Figure 4. Expression profile of voltage-gated ion channels in cells of HDC on various days of culturing.

mRNA (A) and protein (B) expression from total cell lysate of Na_V1.4, K_V1.1, K_V1.3 and K_V4.1in cells of HDC on various days of culturing. For RT-PCR reactions, GAPDH was used as a control. A degenerated Na_V primer was used as a positive control. (C) Membrane fraction samples were used to demonstrate the presence of channel proteins in the plasma membrane.

Figure 5. Changing kinetics and TEA-sensitivity of the K⁺ current during differentiation can be reproduced by simulated current traces.

Whole-cell K⁺ currents recorded from a chondrogenic cell on the day of isolation (A) and on day 1 of culturing (B) in the absence and presence of 20 mM TEA. Currents were elicited by 1.5 s-long depolarizing pulses to +50 mV from a holding potential of −80 mV. For clarity the first 600 ms are shown. (C and D) Whole-cell K⁺ currents were modeled as the sum of currents through three different K⁺ channels: K_V1.1, K_V4.1 and a voltage-independent, possibly 2-pore channel. Simulations were based on the TEA sensitivity and inactivation kinetics. Calculated current traces with red lines are overlaid on recorded traces in the absence and presence of 20 mM TEA. The free parameters were the relative contributions of each channel type to the total whole-cell K⁺ current. Although more current components may also contribute, traces could be adequately reproduced by these three components. Traces on panels C and D are identical to those on panels A and B, respectively. The non-inactivating voltage-independent current component determined from the simulation was subtracted from the traces on panels A and B.

Figure 6. Effects of TTX (10 µM) and TEA (20 mM) on cartilage matrix production, viability and proliferation of HDC.

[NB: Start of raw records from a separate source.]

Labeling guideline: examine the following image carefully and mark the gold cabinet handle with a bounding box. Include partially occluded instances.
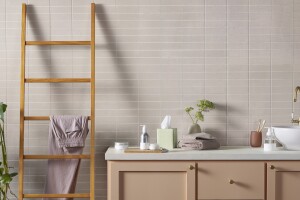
[189,165,195,170]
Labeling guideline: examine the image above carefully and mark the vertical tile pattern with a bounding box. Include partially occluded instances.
[0,0,300,200]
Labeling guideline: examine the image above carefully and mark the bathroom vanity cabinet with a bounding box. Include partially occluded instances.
[267,161,300,200]
[106,148,300,200]
[108,161,264,200]
[108,161,196,200]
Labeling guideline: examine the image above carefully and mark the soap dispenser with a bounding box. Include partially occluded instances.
[140,125,150,150]
[264,127,277,151]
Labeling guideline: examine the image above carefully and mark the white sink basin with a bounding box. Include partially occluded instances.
[273,126,300,150]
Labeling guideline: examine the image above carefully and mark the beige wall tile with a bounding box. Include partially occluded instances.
[0,0,300,199]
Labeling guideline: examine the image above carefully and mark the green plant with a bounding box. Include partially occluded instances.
[185,99,215,124]
[0,102,17,200]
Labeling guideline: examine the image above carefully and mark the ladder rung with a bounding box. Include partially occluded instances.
[24,116,91,120]
[24,154,91,160]
[25,41,91,45]
[25,78,91,83]
[23,193,90,198]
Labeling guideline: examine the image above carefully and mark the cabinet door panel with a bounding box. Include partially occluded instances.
[108,161,196,200]
[267,161,300,200]
[197,161,265,200]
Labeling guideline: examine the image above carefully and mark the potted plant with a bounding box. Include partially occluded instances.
[0,102,17,200]
[185,99,215,133]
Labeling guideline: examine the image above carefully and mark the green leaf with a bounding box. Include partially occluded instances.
[0,174,12,184]
[195,111,204,121]
[9,172,18,177]
[185,107,194,113]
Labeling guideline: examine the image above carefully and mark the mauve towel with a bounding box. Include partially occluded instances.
[44,116,89,200]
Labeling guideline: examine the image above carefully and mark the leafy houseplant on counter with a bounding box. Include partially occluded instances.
[185,99,215,133]
[0,102,17,200]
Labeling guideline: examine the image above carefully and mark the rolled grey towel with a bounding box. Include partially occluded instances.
[179,139,220,150]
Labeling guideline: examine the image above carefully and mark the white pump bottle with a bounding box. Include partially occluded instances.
[140,125,150,150]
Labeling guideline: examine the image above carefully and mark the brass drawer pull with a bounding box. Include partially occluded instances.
[189,165,195,170]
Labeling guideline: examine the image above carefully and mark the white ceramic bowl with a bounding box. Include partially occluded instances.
[273,126,300,150]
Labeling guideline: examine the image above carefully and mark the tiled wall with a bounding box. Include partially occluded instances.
[0,0,300,200]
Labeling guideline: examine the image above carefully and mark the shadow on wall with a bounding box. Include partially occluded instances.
[96,5,137,108]
[96,5,139,147]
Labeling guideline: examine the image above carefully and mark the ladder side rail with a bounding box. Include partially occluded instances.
[18,3,26,200]
[90,3,96,200]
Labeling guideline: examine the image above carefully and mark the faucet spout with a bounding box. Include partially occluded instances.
[294,86,300,102]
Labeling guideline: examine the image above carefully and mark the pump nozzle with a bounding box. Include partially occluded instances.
[140,125,147,133]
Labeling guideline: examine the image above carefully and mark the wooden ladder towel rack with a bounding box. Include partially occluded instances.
[18,3,95,200]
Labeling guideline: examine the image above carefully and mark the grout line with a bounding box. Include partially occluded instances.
[291,0,296,113]
[203,0,206,99]
[4,0,8,135]
[270,0,273,126]
[226,0,229,145]
[248,0,251,144]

(A) Metachromatic cartilage areas in 6-day-old high-density colonies were visualized with DMMB dissolved in 3% acetic acid. Optical density (OD₆₂₅) was determined in samples containing toluidine blue extracted with 8% HCl dissolved in absolute ethanol. Scale bar, 500 µM. (B) Effects of TTX and TEA treatments on cellular metabolic activity and cellular proliferation in HDC. Assays were carried out during the administration of TTX and TEA. (C–D) Effects of TTX and TEA treatment on the mRNA expression of Sox9, type II collagen and aggrecan on days 3 and 6, and protein expression and phosphorylation level of Sox9 in HDC on day 3 of culturing. For RT-PCR reactions, GAPDH was used as a control.

Figure 7. Membrane potential recordings from whole-cell patch-clamped chondrogenic cells.

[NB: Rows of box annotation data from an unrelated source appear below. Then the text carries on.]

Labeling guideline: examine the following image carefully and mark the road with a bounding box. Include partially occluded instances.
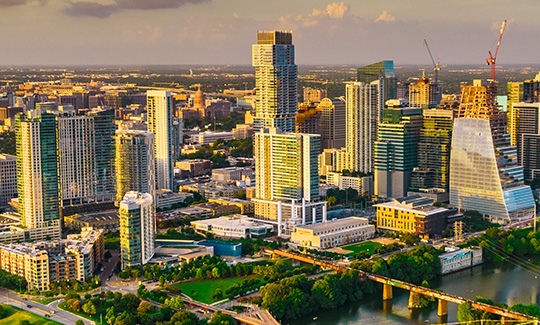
[0,289,95,325]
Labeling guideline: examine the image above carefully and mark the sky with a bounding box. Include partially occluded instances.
[0,0,540,66]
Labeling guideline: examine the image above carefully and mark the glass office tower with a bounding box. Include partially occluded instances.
[450,80,534,223]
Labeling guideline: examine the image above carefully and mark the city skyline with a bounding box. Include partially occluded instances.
[0,0,540,66]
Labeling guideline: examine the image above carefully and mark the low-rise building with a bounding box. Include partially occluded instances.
[326,172,373,197]
[156,189,193,209]
[64,210,120,231]
[291,217,375,248]
[212,167,255,183]
[191,131,233,145]
[191,215,273,238]
[175,159,212,177]
[196,202,240,217]
[0,228,105,291]
[439,246,483,274]
[375,195,457,238]
[208,198,255,214]
[232,124,255,140]
[182,182,250,199]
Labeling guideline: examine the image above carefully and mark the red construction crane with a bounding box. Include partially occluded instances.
[486,20,506,81]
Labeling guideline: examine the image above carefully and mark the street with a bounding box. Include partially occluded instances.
[0,289,95,325]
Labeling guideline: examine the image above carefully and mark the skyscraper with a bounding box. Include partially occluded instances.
[356,60,398,102]
[147,90,173,190]
[512,103,540,182]
[252,31,298,132]
[15,110,60,230]
[46,104,116,207]
[254,129,325,232]
[317,98,346,149]
[119,192,155,269]
[0,154,17,207]
[116,130,156,202]
[450,80,534,223]
[410,108,454,191]
[345,77,384,173]
[375,107,422,198]
[86,108,116,202]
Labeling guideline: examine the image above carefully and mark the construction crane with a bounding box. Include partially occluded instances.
[424,39,441,82]
[486,20,506,82]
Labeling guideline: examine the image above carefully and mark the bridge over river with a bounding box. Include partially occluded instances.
[265,249,536,323]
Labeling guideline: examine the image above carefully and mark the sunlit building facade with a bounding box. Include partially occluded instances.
[147,90,173,190]
[119,191,156,269]
[450,80,534,223]
[252,31,298,132]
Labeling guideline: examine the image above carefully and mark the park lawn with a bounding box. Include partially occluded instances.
[0,305,61,325]
[32,298,60,305]
[173,275,260,304]
[341,241,383,254]
[57,301,105,325]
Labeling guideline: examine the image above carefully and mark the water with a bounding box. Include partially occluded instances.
[296,259,540,325]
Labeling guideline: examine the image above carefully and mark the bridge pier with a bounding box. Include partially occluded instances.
[437,299,448,317]
[383,283,393,300]
[409,291,420,309]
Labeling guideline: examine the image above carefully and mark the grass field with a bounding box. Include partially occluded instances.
[174,275,259,304]
[341,241,382,254]
[0,305,61,325]
[32,298,60,305]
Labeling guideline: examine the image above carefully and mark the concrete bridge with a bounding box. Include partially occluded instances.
[265,249,536,324]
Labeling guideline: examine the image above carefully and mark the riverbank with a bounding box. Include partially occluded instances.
[296,257,540,325]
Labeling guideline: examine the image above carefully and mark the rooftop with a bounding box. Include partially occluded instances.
[296,217,369,232]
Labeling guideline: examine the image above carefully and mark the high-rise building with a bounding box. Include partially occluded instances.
[47,105,116,207]
[253,129,325,233]
[0,154,17,207]
[304,87,328,103]
[409,76,442,108]
[252,31,298,132]
[450,80,534,223]
[512,103,540,182]
[345,77,384,173]
[147,90,173,190]
[375,106,422,198]
[410,108,454,191]
[356,60,398,102]
[15,110,60,230]
[119,192,155,269]
[86,108,116,202]
[295,103,322,134]
[317,98,346,149]
[116,130,156,202]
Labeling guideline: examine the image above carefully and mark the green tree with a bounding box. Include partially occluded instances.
[83,300,96,315]
[105,306,116,325]
[208,311,237,325]
[170,310,199,325]
[212,288,223,300]
[137,301,153,316]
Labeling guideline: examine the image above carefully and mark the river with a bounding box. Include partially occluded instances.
[294,259,540,325]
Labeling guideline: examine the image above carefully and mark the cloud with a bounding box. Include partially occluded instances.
[0,0,47,8]
[279,2,349,29]
[64,1,120,18]
[326,2,349,19]
[63,0,212,18]
[375,10,396,22]
[308,2,349,19]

(A) The membrane potential distribution of the differentiating chondrogenic cells shows a bimodal distribution depending on the presence or absence of a voltage-independent K⁺ channel (VIKC). 5^th, 10^th, 25^th, 50^th, 75^th, 90^th and 95^th percentiles are shown. (B) Application of 20 mM extracellular TEA caused a reversible depolarization of the cells, which was more significant for cells with more positive membrane potentials (a) than those with membrane potentials close to the K⁺ reversal potential (b). (C) Reversible depolarization of the membrane potential by the extracellular application of 150 K⁺. (D) Spontaneous hyperpolarization of the membrane potential of a patch-clamped chondrocyte close to the K⁺ reversal potential due to the activation of the voltage-independent K⁺ channel. (E) Spontaneous activation of the voltage-independent K⁺ channel during voltage-clamp recording. Whole-cell current traces were recorded during voltage-ramps running from −120 mV to +50 mV in 150 ms. Selected traces indicate the activity of the Na_V and K_V channels at the beginning of the recording, of which K_V channels were blocked by 20 mM TEA. During recording a large, voltage-independent and highly K⁺-selective conductance was activated as indicated by its reversal potential.